Grace Schulman

Email: grace.schulman@baruch.cuny.edu
Phone: 646 312-3941

 

My father asked me, “Why do you write soft-sell?”
Cutting soft sole. “To sow hard seeds,” I said,
“And sell hard souls.” Through The Tower  window,
The Time-Life sign blinked Time-Life,Time-life
Flashing
Its occulating lights
Above the city.

-From Burn Down the Icons © 1976 by Grace Schulman,
published by Princeton University Press.

Grace Schulman's seventh collection of poems, Without a Claim, appeared in 2013 from Mariner Books. For her sixth collection, The Broken String, she won praise from Peter Makuck in The Hudson Review for her “sacramental vision” and from Wallace Shawn for seeing a “sharp, undeniable glimmering of beauty.” She is the author of Days of Wonder: New and Selected Poems (Houghton Mifflin), which was selected by Library Journal as one of the “best poetry books” of 2002, and was a finalist for the Phi Beta Kappa Award of that year; and The Paintings of Our Lives (Houghton Mifflin), a selection of the Academy of American Poets’ Book Club. Her book of essays, First Loves and Other Adventures, came out in 2010 (U. of Michigan Press). Among her honors are the Aiken Taylor Award for poetry, the Delmore Schwartz Memorial Award, a Guggenheim Fellowship, New York University's Distinguished Alumni Award, and a Fellowship from the New York Council on the Arts. Her poems have won five Pushcart Prizes, and have appeared in The Best American Poetry. Editor of The Poems of Marianne Moore (Viking, 2003), she is translator from the Hebrew of T. Carmi’s At the Stone of Losses; and co-translator from the Spanish of Pablo Antonio Cuadra’s Songs of Cifar. Schulman is former director of the Poetry Center, 92nd Street Y, 1974-84, and former poetry editor of The Nation, 1971-2006.

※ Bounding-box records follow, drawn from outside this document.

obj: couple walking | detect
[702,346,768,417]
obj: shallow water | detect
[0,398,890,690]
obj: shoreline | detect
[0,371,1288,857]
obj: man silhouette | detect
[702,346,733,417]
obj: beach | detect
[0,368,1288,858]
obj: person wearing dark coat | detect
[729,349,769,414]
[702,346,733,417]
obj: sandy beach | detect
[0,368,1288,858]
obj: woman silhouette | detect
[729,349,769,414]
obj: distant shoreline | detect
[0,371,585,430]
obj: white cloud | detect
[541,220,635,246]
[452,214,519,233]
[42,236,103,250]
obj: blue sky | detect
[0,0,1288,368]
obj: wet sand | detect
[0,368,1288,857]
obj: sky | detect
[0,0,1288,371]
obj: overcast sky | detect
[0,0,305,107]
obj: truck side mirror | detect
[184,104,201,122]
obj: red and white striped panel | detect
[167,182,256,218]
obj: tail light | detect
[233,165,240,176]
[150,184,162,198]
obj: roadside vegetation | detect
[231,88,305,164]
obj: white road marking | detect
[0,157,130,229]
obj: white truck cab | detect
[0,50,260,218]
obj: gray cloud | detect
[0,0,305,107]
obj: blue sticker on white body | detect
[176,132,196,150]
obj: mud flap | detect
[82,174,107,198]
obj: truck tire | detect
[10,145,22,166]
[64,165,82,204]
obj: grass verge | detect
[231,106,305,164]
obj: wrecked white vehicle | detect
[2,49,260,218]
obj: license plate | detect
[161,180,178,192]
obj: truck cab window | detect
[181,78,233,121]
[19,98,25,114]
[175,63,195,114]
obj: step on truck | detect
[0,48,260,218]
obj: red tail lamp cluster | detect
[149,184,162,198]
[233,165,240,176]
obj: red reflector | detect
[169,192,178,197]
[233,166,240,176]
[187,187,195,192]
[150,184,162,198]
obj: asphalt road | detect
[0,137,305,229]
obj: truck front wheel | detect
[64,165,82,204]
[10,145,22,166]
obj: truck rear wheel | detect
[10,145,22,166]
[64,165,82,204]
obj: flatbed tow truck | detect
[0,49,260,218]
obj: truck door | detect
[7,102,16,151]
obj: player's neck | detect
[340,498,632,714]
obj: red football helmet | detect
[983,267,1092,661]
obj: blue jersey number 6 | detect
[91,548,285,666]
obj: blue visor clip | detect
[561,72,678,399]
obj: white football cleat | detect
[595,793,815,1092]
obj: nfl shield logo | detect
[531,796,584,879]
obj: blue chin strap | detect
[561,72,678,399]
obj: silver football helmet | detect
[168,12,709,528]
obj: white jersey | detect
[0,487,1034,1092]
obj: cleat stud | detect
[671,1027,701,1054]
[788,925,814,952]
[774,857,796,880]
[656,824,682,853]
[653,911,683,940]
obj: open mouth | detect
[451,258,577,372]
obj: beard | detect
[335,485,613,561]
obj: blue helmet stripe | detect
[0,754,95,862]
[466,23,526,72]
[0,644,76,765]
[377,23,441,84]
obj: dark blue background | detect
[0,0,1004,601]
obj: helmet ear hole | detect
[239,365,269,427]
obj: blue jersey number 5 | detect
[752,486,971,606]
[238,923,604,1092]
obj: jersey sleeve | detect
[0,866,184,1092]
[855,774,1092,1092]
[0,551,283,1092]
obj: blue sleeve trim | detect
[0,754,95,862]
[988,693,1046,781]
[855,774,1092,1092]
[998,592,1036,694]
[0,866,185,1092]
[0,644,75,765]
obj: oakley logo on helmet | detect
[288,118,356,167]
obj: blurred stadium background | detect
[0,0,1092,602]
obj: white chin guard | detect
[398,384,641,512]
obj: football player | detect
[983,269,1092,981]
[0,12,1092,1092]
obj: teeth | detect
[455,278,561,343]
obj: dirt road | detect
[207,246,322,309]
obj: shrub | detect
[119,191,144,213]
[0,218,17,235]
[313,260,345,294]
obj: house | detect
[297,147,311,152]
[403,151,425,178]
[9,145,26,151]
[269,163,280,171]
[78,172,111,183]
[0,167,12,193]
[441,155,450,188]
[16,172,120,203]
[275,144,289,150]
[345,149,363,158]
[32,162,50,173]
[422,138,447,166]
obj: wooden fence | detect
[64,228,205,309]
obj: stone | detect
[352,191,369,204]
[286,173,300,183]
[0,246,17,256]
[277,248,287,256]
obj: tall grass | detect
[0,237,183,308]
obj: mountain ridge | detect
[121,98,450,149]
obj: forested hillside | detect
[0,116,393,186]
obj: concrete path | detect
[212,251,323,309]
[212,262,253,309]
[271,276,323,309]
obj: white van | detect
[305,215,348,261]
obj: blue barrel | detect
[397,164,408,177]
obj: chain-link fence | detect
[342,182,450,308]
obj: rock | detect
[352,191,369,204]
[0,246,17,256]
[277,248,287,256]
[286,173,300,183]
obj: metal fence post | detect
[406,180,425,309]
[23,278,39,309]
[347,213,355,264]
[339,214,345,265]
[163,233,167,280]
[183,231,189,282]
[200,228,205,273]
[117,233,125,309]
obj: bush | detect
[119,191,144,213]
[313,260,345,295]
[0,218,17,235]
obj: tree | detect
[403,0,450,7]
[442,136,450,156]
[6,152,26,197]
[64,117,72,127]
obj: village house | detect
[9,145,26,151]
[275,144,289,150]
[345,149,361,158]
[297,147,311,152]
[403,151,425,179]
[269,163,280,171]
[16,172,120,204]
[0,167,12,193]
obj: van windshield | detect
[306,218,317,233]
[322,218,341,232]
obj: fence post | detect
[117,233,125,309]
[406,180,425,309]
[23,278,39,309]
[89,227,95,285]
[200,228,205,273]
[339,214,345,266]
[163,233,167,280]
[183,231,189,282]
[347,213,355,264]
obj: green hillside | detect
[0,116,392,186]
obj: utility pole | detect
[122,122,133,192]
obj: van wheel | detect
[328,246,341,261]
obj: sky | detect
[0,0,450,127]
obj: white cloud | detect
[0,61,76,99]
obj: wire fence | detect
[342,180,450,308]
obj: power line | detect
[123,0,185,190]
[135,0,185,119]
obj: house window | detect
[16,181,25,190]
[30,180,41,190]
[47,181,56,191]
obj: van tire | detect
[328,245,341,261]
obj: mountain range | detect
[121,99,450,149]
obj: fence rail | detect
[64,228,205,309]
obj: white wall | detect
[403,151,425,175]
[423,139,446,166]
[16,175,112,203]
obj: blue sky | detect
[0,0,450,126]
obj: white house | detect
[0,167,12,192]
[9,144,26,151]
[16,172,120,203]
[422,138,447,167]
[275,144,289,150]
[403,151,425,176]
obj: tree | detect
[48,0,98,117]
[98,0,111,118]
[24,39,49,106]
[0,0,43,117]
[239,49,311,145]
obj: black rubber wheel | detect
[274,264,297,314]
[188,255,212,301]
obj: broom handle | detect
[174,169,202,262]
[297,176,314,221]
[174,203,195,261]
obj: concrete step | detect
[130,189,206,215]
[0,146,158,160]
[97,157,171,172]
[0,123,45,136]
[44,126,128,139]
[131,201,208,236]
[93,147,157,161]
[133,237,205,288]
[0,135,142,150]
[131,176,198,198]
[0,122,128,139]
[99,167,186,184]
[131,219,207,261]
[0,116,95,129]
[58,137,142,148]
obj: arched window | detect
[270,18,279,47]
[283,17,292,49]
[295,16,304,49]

Schulman, who received her Ph.D. from New York University, has taught poetry writing at Princeton, Columbia, Bennington, and Warren Wilson. Her poems have been published in the New Yorker, the New Republic, Paris Review, the Hudson Review, the Kenyon Review, and the Atlantic, among other journals. Her poems, essays, and translations have appeared widely in journals, here and abroad. She lives in New York City and East Hampton, N. Y. with her husband, a scientist, Jerome Schulman.